Today, even the simplest home editing software has a myriad of “bells and whistles”. You can use the “Ken Burns” effect to pan or zoom in and out of photos. You can have dazzling titles and credits not to mention fancy dissolves and fades.
Now I’m not against effects. Don’t get me wrong. I use them myself. Applied judiciously to enhance a story they can be a valuable tool. The problem arises when they’re overused and distract you from the story being told.
I’ve watched many a video ruined by a filmmaker adding endless ramped-up motion to their photos. After a while I want to shout out, “For God’s sake stop with all the motion!
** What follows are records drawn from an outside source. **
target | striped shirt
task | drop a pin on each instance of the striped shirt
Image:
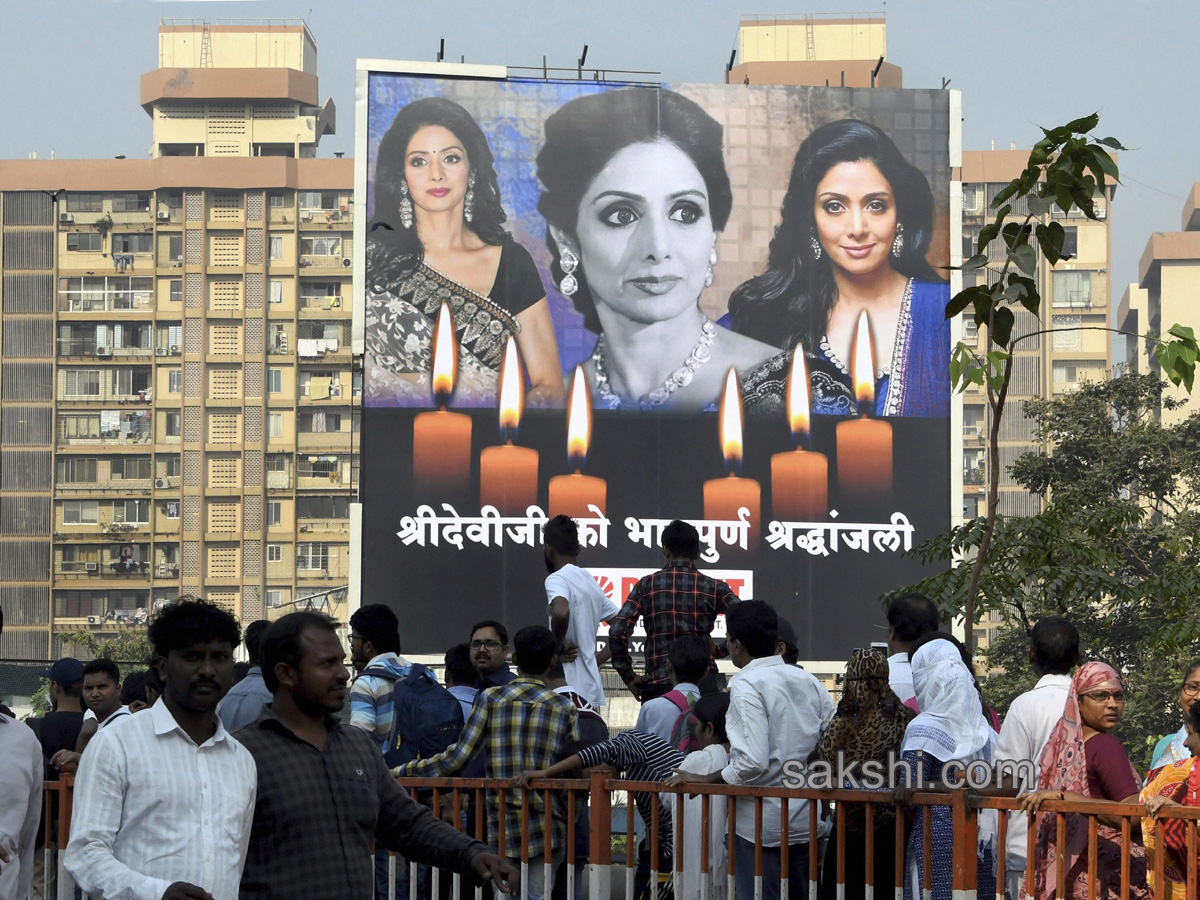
(642, 757)
(521, 726)
(153, 808)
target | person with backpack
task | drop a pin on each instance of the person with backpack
(375, 653)
(688, 660)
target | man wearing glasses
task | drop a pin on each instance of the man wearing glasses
(489, 654)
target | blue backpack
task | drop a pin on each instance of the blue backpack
(427, 717)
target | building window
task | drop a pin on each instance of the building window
(312, 556)
(1071, 241)
(84, 203)
(85, 241)
(131, 511)
(1072, 288)
(321, 246)
(79, 513)
(132, 243)
(131, 203)
(81, 383)
(76, 469)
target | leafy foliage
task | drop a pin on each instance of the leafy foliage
(1116, 550)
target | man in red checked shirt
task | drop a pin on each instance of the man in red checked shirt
(675, 601)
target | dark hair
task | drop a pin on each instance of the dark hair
(912, 616)
(682, 540)
(755, 623)
(963, 654)
(711, 709)
(1055, 645)
(791, 300)
(562, 534)
(103, 666)
(378, 624)
(187, 623)
(690, 655)
(492, 623)
(253, 637)
(459, 667)
(133, 689)
(534, 648)
(390, 163)
(282, 642)
(583, 136)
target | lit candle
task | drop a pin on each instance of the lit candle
(508, 474)
(724, 497)
(442, 439)
(864, 444)
(571, 495)
(799, 479)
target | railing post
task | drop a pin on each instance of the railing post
(966, 845)
(600, 838)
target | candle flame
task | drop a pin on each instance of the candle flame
(445, 357)
(731, 421)
(862, 364)
(579, 419)
(511, 389)
(798, 402)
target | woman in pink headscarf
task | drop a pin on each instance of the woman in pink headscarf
(1084, 761)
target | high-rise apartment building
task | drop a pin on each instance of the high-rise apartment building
(178, 403)
(1165, 294)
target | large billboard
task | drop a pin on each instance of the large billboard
(634, 304)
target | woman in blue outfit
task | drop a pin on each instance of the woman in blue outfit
(856, 226)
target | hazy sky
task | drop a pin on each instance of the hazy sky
(70, 70)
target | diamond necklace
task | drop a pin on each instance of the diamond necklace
(681, 378)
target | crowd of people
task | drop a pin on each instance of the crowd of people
(190, 785)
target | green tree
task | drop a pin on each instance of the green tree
(1116, 550)
(1068, 169)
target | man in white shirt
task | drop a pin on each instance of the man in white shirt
(21, 803)
(577, 606)
(1032, 717)
(688, 661)
(165, 799)
(910, 617)
(777, 713)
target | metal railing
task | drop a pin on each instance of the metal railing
(707, 863)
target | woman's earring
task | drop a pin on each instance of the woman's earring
(568, 262)
(406, 207)
(468, 203)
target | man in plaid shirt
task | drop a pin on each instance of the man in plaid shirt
(521, 725)
(673, 601)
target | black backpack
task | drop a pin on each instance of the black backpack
(427, 717)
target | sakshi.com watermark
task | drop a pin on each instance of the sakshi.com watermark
(893, 773)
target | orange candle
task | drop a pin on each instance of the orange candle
(799, 479)
(508, 474)
(442, 439)
(573, 495)
(864, 445)
(724, 497)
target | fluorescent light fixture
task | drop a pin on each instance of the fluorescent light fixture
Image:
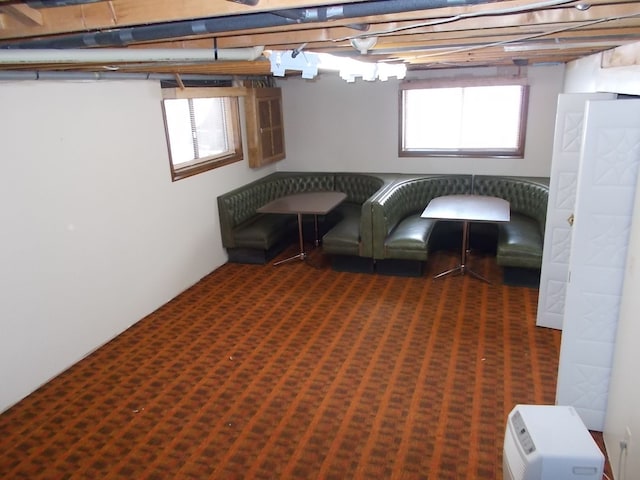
(349, 69)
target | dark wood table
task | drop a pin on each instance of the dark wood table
(309, 203)
(467, 208)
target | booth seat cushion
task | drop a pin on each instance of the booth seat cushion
(398, 230)
(344, 237)
(409, 239)
(242, 227)
(263, 231)
(519, 242)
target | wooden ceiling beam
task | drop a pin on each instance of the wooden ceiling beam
(124, 13)
(23, 14)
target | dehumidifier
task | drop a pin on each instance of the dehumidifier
(547, 442)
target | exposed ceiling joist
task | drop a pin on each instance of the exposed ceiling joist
(421, 33)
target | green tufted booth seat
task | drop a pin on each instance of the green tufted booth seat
(379, 222)
(399, 233)
(398, 230)
(520, 241)
(252, 237)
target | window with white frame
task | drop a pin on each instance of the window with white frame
(203, 129)
(487, 120)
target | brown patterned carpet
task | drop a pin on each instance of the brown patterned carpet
(297, 372)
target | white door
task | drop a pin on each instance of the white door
(567, 145)
(603, 214)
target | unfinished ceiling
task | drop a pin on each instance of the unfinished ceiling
(210, 36)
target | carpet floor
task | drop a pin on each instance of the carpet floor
(297, 372)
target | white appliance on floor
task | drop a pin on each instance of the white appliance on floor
(548, 442)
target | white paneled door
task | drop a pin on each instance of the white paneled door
(567, 148)
(603, 216)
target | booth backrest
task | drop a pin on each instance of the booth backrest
(240, 205)
(409, 197)
(526, 195)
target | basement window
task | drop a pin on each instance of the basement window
(203, 129)
(487, 120)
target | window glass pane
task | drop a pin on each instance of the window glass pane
(179, 128)
(210, 126)
(480, 120)
(202, 133)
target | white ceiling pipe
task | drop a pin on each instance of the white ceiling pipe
(127, 55)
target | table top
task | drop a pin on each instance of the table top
(474, 208)
(318, 203)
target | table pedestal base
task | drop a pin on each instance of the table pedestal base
(462, 267)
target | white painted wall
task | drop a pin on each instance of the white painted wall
(587, 75)
(332, 125)
(623, 403)
(95, 236)
(623, 411)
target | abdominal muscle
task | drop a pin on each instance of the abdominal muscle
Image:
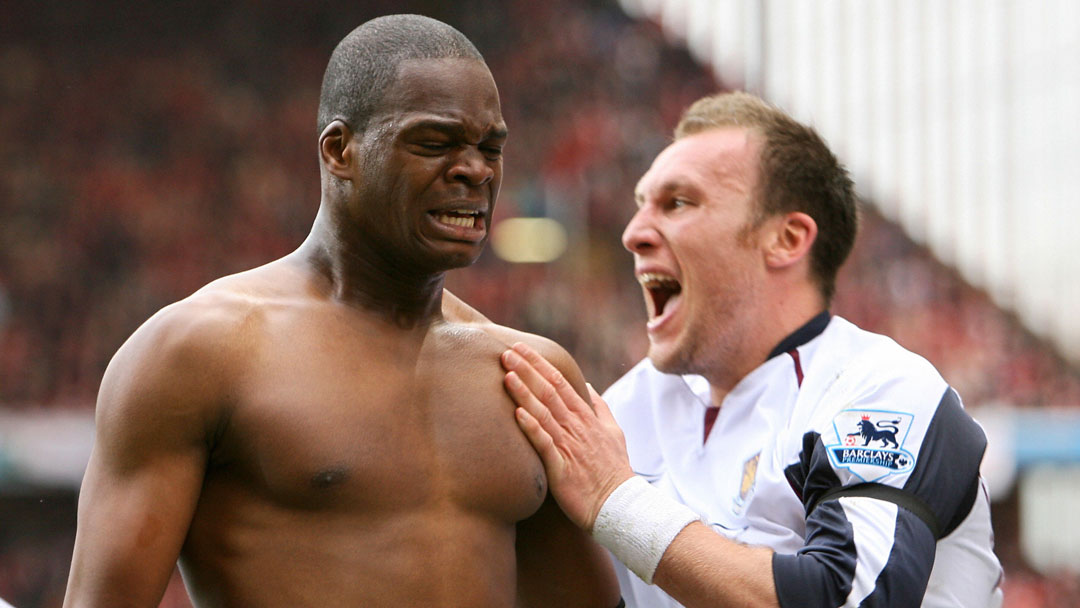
(431, 556)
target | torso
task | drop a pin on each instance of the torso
(739, 478)
(383, 463)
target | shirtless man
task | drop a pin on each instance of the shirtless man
(328, 429)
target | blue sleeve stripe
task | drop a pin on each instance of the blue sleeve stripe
(946, 473)
(903, 580)
(821, 572)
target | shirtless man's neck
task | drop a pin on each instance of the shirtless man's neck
(353, 273)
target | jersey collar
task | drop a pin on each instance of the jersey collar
(808, 332)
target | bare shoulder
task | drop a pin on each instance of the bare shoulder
(179, 366)
(458, 311)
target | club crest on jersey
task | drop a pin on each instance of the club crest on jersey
(871, 443)
(746, 485)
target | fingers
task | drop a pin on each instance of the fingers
(599, 406)
(527, 400)
(545, 381)
(539, 437)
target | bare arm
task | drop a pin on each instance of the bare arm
(585, 457)
(557, 563)
(143, 482)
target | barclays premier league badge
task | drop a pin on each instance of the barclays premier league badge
(871, 443)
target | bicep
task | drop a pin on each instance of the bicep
(132, 524)
(142, 484)
(559, 565)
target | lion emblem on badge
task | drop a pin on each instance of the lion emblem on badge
(885, 431)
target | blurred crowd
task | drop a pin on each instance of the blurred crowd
(148, 148)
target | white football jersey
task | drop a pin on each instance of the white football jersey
(833, 407)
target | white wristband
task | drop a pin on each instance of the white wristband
(637, 522)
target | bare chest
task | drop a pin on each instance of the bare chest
(368, 428)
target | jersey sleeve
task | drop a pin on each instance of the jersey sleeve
(877, 548)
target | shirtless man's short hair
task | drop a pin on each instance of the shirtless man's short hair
(331, 429)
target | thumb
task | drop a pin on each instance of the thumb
(602, 409)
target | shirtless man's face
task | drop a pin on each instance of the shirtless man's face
(431, 164)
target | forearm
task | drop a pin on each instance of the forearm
(664, 542)
(703, 568)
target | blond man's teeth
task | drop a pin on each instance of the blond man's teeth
(463, 219)
(656, 280)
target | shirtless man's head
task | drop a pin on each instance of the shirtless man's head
(410, 149)
(328, 429)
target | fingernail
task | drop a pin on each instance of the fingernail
(513, 380)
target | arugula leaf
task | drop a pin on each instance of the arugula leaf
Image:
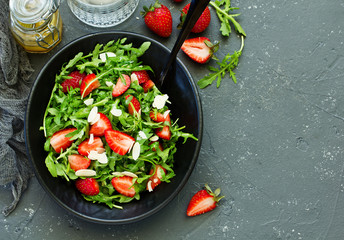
(228, 64)
(222, 10)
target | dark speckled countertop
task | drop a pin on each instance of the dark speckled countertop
(273, 142)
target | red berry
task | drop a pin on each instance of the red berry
(203, 201)
(199, 49)
(88, 84)
(86, 147)
(87, 186)
(74, 81)
(201, 24)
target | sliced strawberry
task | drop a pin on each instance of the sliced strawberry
(118, 141)
(59, 141)
(164, 132)
(87, 186)
(148, 85)
(120, 87)
(88, 84)
(155, 179)
(86, 147)
(100, 126)
(199, 49)
(159, 117)
(78, 162)
(124, 185)
(134, 105)
(202, 22)
(74, 81)
(203, 201)
(142, 76)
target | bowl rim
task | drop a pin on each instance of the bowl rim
(194, 158)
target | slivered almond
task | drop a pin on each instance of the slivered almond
(136, 150)
(89, 101)
(92, 115)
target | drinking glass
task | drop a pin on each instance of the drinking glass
(102, 13)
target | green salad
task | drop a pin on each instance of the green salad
(108, 127)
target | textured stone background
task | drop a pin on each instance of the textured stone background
(273, 142)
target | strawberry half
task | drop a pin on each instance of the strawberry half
(74, 81)
(118, 141)
(199, 49)
(100, 126)
(120, 87)
(158, 18)
(59, 141)
(134, 105)
(88, 84)
(202, 22)
(87, 186)
(86, 147)
(164, 132)
(142, 76)
(203, 201)
(78, 162)
(155, 179)
(148, 85)
(124, 185)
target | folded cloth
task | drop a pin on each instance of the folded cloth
(15, 72)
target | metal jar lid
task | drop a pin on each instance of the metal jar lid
(32, 11)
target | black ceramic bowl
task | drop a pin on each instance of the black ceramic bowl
(185, 105)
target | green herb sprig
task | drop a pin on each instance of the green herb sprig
(230, 61)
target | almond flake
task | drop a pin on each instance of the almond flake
(91, 140)
(166, 113)
(85, 173)
(130, 174)
(133, 77)
(149, 186)
(95, 119)
(136, 150)
(89, 101)
(93, 114)
(154, 138)
(108, 83)
(142, 135)
(103, 56)
(131, 146)
(160, 101)
(116, 112)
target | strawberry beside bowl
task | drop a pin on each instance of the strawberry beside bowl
(186, 107)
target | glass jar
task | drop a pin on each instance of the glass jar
(36, 24)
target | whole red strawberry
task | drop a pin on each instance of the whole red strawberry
(203, 201)
(201, 24)
(158, 18)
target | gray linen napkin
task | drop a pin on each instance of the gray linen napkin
(15, 72)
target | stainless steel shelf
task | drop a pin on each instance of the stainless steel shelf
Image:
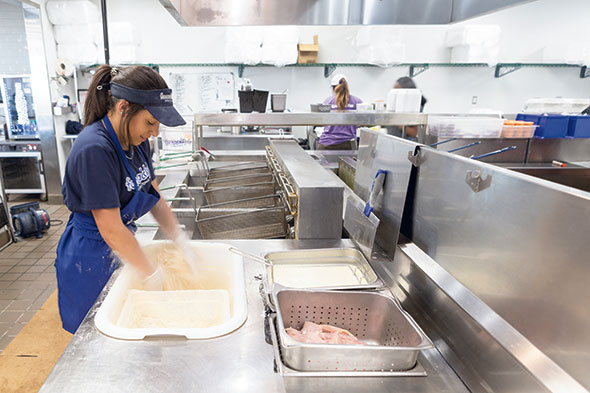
(311, 118)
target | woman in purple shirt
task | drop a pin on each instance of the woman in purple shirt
(339, 137)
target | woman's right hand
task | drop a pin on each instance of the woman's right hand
(155, 281)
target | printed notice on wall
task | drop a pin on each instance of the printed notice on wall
(202, 92)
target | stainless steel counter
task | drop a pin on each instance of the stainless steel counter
(310, 118)
(239, 362)
(304, 119)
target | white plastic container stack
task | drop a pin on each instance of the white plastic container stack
(404, 100)
(279, 45)
(243, 45)
(73, 24)
(122, 42)
(569, 53)
(474, 43)
(464, 127)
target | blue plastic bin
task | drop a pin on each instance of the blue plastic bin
(552, 126)
(528, 117)
(579, 126)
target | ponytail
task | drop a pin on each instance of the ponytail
(342, 94)
(99, 100)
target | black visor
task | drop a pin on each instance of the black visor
(157, 102)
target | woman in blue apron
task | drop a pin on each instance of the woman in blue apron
(109, 183)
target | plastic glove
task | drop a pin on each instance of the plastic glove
(155, 281)
(183, 242)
I’m getting seasick!” Nothing spells amateurish more than the overuse of visual effects.
Life story videos are not rock videos. Unless of course you’re producing Bryan Adams’s life story. The effects should work with the subject being documented. We don’t need MTV “razzle-dazzle”. What we need are well-edited sequences that tell a compelling story with a beginning, middle, and end. We want to see pathos and joy, gravity and humor. We want, as with a good feature film, to be entertained.
If you’re about to begin editing a video biography, stop! Keep your hands off the effects buttons. Only when you’ve got a strong storyline in place – only then – consider using effects. Think of them as the icing on the cake.
Maybe, if we’re lucky, we can begin a movement back to thoughtful, elegant storytelling. And maybe my ears and eyes will stop bleeding.